September 18th, 2013
Younger Women with ACS Less Likely to Have Chest Pain
Larry Husten, PHD
Younger women with an acute coronary syndrome are slightly less likely than men to present with the classic symptom of chest pain, according to a new study published in JAMA Internal Medicine. In recent years there has been a growing understanding that women with ACS are less likely to have chest pain and, partly as a result, often fail to receive a correct diagnosis in the emergency department. However, there has only been limited data on whether this pattern is also true for younger women.
Nadia Khan and colleagues prospectively analyzed data from more than 1000 ACS patients 55 years of age or younger — 30% of whom were women — participating in the GENESIS PRAXY study. When compared with older cohorts in previous studies, patients in GENESIS PRAXY were more likely to have chest pain, but even in these younger patients, women were less likely to have chest pain than men (19% of women versus 13.7% for men, p = 0.03). In addition, women were more likely than men to have a non-ST-segment elevation myocardial infarction (37.5% vs 30.7%; p = 0.03). Upon multivariate analysis, women and patients with tachycardia were less likely to have chest pain. The absence of chest pain did not herald any change in the type or severity of the ACS.

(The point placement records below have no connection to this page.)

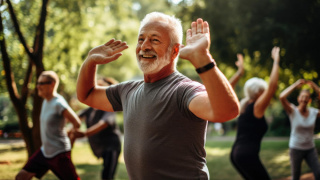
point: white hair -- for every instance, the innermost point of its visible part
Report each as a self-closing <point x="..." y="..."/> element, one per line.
<point x="252" y="88"/>
<point x="174" y="24"/>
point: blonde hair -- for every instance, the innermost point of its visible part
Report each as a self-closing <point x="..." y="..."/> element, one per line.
<point x="252" y="89"/>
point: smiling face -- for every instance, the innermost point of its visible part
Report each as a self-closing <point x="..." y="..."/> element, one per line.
<point x="304" y="98"/>
<point x="153" y="49"/>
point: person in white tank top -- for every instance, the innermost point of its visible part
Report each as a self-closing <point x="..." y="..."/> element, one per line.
<point x="302" y="119"/>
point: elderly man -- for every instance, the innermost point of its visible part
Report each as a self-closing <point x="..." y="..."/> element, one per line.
<point x="55" y="152"/>
<point x="166" y="114"/>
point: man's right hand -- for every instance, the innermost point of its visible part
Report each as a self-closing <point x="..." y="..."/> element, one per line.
<point x="107" y="52"/>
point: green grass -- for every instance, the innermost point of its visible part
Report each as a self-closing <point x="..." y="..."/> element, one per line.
<point x="274" y="155"/>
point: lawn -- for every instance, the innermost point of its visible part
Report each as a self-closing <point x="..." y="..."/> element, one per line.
<point x="274" y="155"/>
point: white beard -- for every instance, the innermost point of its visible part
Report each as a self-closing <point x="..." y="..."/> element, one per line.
<point x="151" y="67"/>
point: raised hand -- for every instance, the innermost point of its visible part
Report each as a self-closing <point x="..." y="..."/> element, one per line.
<point x="107" y="52"/>
<point x="197" y="42"/>
<point x="275" y="54"/>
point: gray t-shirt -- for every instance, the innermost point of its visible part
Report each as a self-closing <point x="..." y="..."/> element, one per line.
<point x="163" y="139"/>
<point x="53" y="135"/>
<point x="302" y="129"/>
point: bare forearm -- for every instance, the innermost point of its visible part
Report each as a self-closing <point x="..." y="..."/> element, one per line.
<point x="223" y="100"/>
<point x="285" y="93"/>
<point x="274" y="76"/>
<point x="86" y="80"/>
<point x="235" y="78"/>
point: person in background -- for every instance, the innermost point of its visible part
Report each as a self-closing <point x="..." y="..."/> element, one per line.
<point x="103" y="134"/>
<point x="236" y="77"/>
<point x="55" y="151"/>
<point x="166" y="113"/>
<point x="302" y="119"/>
<point x="252" y="125"/>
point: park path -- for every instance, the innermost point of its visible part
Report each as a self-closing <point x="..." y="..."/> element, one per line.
<point x="307" y="176"/>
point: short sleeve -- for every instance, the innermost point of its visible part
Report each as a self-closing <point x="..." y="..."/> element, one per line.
<point x="187" y="91"/>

The investigators said that there was no clear reason for the lower prevalence of chest pain in younger patients and that there is “no discernible pattern of non-chest pain symptoms” that can be used to help identify ACS in these patients. They conclude:
Strategies that explicitly incorporate standardized assessment of common non–chest pain symptoms or signs, such as weakness, shortness of breath, or tachycardia in emergency departments also need to be evaluated.

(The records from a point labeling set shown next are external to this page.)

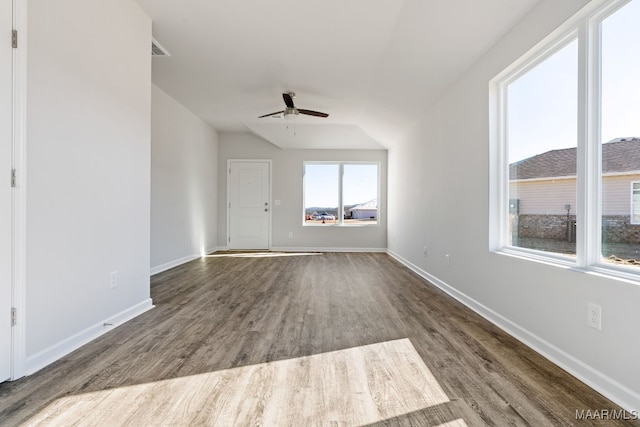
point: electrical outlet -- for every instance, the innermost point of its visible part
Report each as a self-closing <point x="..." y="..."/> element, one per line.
<point x="113" y="279"/>
<point x="594" y="316"/>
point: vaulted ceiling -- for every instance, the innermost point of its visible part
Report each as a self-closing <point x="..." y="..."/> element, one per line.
<point x="374" y="65"/>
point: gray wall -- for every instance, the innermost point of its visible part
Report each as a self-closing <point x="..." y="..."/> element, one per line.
<point x="287" y="170"/>
<point x="87" y="186"/>
<point x="444" y="167"/>
<point x="184" y="183"/>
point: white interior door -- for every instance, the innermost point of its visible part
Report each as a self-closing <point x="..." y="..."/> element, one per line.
<point x="249" y="204"/>
<point x="6" y="163"/>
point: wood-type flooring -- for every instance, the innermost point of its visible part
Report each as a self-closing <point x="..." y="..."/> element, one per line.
<point x="301" y="339"/>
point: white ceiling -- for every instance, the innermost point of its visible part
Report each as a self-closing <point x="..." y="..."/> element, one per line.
<point x="373" y="65"/>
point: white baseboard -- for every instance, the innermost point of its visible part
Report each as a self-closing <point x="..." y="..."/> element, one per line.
<point x="619" y="393"/>
<point x="49" y="355"/>
<point x="323" y="249"/>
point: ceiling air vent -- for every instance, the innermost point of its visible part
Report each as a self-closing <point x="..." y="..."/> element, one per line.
<point x="157" y="49"/>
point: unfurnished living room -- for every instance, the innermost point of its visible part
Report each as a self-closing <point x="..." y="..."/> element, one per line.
<point x="291" y="213"/>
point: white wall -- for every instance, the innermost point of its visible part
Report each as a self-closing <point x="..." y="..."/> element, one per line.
<point x="88" y="168"/>
<point x="287" y="187"/>
<point x="446" y="165"/>
<point x="184" y="183"/>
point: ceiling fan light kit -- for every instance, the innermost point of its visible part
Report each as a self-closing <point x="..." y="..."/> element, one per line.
<point x="291" y="111"/>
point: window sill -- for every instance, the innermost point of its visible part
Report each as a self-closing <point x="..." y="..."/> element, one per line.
<point x="607" y="271"/>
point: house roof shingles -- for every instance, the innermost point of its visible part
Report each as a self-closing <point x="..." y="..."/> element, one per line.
<point x="619" y="155"/>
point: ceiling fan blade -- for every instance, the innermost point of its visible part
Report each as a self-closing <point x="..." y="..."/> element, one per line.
<point x="288" y="100"/>
<point x="271" y="114"/>
<point x="312" y="113"/>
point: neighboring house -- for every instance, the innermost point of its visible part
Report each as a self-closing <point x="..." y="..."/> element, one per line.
<point x="543" y="192"/>
<point x="368" y="210"/>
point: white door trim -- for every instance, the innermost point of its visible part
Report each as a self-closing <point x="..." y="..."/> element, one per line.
<point x="20" y="191"/>
<point x="229" y="161"/>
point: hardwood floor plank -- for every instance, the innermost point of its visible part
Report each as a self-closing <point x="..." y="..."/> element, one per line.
<point x="317" y="339"/>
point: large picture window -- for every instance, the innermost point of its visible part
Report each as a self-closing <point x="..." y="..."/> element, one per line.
<point x="566" y="144"/>
<point x="340" y="193"/>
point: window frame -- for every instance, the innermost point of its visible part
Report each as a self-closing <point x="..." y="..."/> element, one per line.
<point x="585" y="26"/>
<point x="341" y="165"/>
<point x="631" y="213"/>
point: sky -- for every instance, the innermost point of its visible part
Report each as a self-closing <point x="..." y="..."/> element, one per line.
<point x="321" y="184"/>
<point x="543" y="103"/>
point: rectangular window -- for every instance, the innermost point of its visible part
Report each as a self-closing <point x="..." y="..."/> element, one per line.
<point x="619" y="131"/>
<point x="542" y="140"/>
<point x="340" y="193"/>
<point x="635" y="203"/>
<point x="566" y="144"/>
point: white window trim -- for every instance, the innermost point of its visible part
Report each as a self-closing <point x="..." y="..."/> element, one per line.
<point x="585" y="26"/>
<point x="341" y="165"/>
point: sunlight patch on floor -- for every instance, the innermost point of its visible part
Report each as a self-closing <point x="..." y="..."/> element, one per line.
<point x="355" y="386"/>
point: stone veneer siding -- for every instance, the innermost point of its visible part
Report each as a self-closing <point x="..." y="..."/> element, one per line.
<point x="615" y="228"/>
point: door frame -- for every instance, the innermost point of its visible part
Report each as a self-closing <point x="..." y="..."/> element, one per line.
<point x="19" y="197"/>
<point x="227" y="207"/>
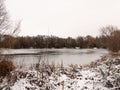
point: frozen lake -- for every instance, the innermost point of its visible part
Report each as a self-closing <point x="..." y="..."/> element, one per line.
<point x="28" y="57"/>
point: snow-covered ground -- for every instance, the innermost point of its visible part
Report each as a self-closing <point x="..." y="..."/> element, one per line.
<point x="103" y="74"/>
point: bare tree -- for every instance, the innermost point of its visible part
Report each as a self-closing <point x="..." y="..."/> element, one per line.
<point x="4" y="19"/>
<point x="112" y="35"/>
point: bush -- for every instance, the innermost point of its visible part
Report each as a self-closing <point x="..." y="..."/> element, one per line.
<point x="6" y="67"/>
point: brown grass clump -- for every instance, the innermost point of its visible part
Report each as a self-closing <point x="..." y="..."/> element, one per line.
<point x="6" y="67"/>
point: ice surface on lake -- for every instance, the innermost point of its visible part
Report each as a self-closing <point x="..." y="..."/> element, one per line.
<point x="67" y="56"/>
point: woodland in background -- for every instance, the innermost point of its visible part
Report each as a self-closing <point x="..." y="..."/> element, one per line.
<point x="39" y="41"/>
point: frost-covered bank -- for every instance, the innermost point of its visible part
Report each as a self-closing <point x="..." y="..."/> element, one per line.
<point x="103" y="74"/>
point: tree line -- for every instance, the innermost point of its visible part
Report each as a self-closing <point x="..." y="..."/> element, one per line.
<point x="109" y="39"/>
<point x="40" y="41"/>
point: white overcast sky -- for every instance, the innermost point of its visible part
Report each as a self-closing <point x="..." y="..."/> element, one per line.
<point x="64" y="17"/>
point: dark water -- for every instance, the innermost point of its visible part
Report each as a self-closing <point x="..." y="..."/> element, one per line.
<point x="28" y="57"/>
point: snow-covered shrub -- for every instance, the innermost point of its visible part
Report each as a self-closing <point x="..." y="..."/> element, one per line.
<point x="6" y="67"/>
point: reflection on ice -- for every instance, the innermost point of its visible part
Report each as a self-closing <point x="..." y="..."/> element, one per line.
<point x="28" y="57"/>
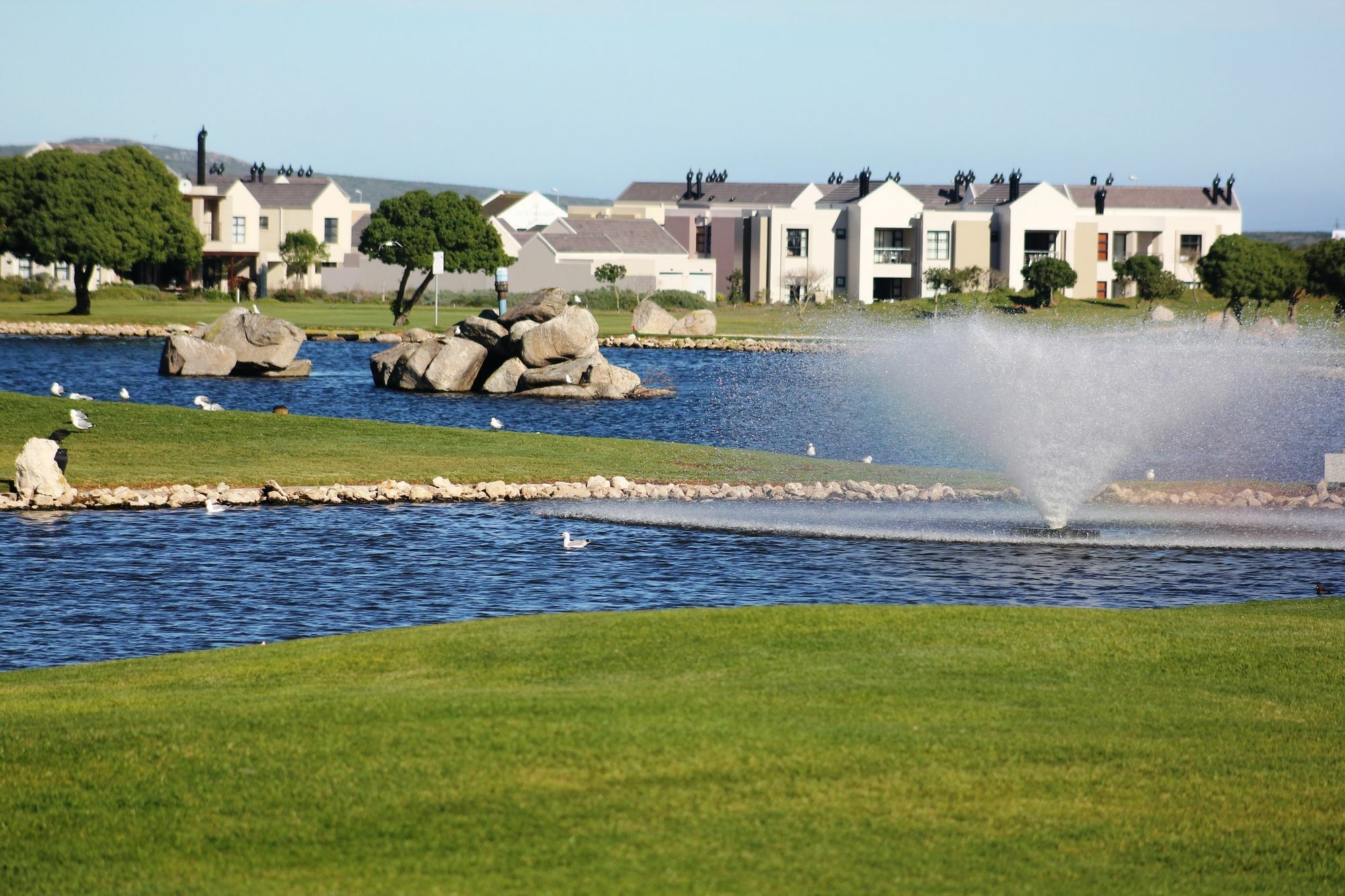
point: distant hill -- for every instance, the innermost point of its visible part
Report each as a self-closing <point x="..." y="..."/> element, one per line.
<point x="1296" y="239"/>
<point x="372" y="190"/>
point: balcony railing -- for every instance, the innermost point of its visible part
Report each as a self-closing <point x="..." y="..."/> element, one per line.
<point x="891" y="256"/>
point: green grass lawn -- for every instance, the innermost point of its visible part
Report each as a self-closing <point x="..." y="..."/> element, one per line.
<point x="762" y="749"/>
<point x="732" y="319"/>
<point x="153" y="444"/>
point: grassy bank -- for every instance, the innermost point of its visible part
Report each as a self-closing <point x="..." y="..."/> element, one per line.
<point x="151" y="446"/>
<point x="732" y="319"/>
<point x="759" y="749"/>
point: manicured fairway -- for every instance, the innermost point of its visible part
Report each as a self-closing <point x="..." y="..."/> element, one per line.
<point x="153" y="444"/>
<point x="765" y="749"/>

In an accompanying editorial, Akintunde Akinkuolie and Samia Mora write that the study “extends the prior literature by demonstrating that sex-specific differences in ACS presentation occur earlier in life.” They acknowledge that “diagnosis of any disease with a lower prevalence but higher mortality, such as coronary artery disease in younger women, is more challenging” and recommend that public health messages should “target both men and women regarding ACS symptom presentation with or without chest pain so as to encourage earlier and more widespread access to appropriate and lifesaving care.”